Рукою мастера | страница 36



К теткам я приезжал часто, каждый праздник, а две недели из отпуска обязательно проводил с ними. Они старели, но как-то не менялись. Прежней оставалась и наша комната, только печку больше не топили, появилось паровое отопление. Самое почетное место, то, где раньше стояла этажерка, теперь отодвинутая в угол, занимал телевизор. Его теткам подарил я, несмотря на протесты: «Зачем это, Алеша? Мы прекрасно могли бы купить сами, у тети Ины отложены деньги, а твое зимнее пальто оставляет желать много лучшего». Перед телевизором тетки и проводили свои вечера — тетя Ина при этом, как обычно, за рукоделием. В комнате Анны Ефимовны жила семья из трех человек, Егоровы — муж, жена и маленький сын, Славик.
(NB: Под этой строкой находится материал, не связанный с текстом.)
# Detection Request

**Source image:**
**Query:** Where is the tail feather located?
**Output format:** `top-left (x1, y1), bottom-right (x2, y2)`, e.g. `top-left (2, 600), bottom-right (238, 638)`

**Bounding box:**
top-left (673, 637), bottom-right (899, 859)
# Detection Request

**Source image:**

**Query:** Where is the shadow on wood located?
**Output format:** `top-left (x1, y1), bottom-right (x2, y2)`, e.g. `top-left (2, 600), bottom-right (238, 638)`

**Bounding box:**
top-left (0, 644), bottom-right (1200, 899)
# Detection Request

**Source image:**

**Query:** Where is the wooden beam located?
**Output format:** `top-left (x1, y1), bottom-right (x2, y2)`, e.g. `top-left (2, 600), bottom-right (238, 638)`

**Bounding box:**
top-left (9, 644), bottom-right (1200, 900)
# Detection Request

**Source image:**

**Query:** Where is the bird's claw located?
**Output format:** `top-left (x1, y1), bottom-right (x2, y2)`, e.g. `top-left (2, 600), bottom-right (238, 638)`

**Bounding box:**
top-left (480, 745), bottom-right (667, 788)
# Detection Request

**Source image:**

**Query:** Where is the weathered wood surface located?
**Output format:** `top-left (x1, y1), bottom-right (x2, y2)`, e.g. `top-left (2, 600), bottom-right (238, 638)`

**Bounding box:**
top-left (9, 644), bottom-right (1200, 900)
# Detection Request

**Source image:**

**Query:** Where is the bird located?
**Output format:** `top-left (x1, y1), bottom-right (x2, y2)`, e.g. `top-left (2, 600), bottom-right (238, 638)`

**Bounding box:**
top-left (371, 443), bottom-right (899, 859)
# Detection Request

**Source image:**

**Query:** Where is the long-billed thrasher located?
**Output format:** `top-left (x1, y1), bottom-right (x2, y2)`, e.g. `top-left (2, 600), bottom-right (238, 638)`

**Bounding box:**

Этот Славик постоянно околачивался у моих теток.

А напротив нашей двери была теперь ванная — окно на задний двор заложили кирпичами, установили ванну, газовую колонку, и тетки радовались: не надо больше ходить в баню, с годами это стало тяжеловато. А мне почему-то было грустно…

Они очень огорчались, что я долго не женюсь: здоровенный вымахал балдес, и ни одна девушка не нравится!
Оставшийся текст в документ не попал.